I didn’t really know much about The Artist going into it. I knew it was in black and white, had something to do with silent films, and was the darling of this year’s awards shows. I did not know a whole lot about it and wasn’t all that interested in what the Hollywood crowd was telling me was great; because I don’t always agree with the types of movies that are nominated.

The movie opens up with a crowd in a theater watching a feature film. There is large orchestra at the front of the theater right below the screen. “Oh cool, they’re watching a silent movie”, I thought. The film ends and its stars walk out on stage to greet the crowd and it is then I realized something. The movie wasn’t simply about silent films, it was a silent film! “Well this should be interesting”, I thought. I have seen snippets of old silent movies, but never actually sat down and watched one from start-to-finish.

The Artist tells the story of silent movie star George Valentin (Jean Dujardin). He is the actor of his generation. He is in anything and everything that matters. He is a master at his craft and he knows it; though you can’t help and find the guy charming. He is funny, engaging, and just about everybody – except his wife – likes him.

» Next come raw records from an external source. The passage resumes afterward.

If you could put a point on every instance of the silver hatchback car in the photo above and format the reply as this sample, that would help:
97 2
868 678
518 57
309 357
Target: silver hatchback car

Peppy Miller (Bérénice Bejo) is one of his many fans and also an aspiring actress. Fate puts the two together when they end up working together on a movie. They have instant chemistry, but end up getting separated when George’s movie studio tells him that they are switching over to “talkies”. He thinks it is nothing more than a fad and ends up parting ways with his employer. He plans to continue making silent movies, but will now also serve as producer of his own movies.

While his career seems to be on the decline, Peppy’s seems to be taking off. She is the new darling of Tinseltown. Audiences absolutely adore her much in the same way they used to George.

The two bump into one another every so often as their careers continue to head in different directions. They clearly have feelings for one another, but George is married and his fading career – coupled with her rising fame – seems to prevent anything from happening.

I think it was just a few minutes into the movie when I realized I was in for a treat. This was a very funny and charming movie. That may sound weird considering the characters don’t have a whole lot to say, but the wonderful score and genuinely engaging performances make it a winner. The body language and facial expressions coming from the actors make you almost forget it’s a silent movie.

The movie also had the perfect amount of drama as Valentin’s career goes down the crapper. The movie is very light and cheery most of the time, but had just the right amount of drama to add a little depth to it.

Rating: Thumbs up.

This movie review was given the He said, She said seal of approval on July 18, 2012.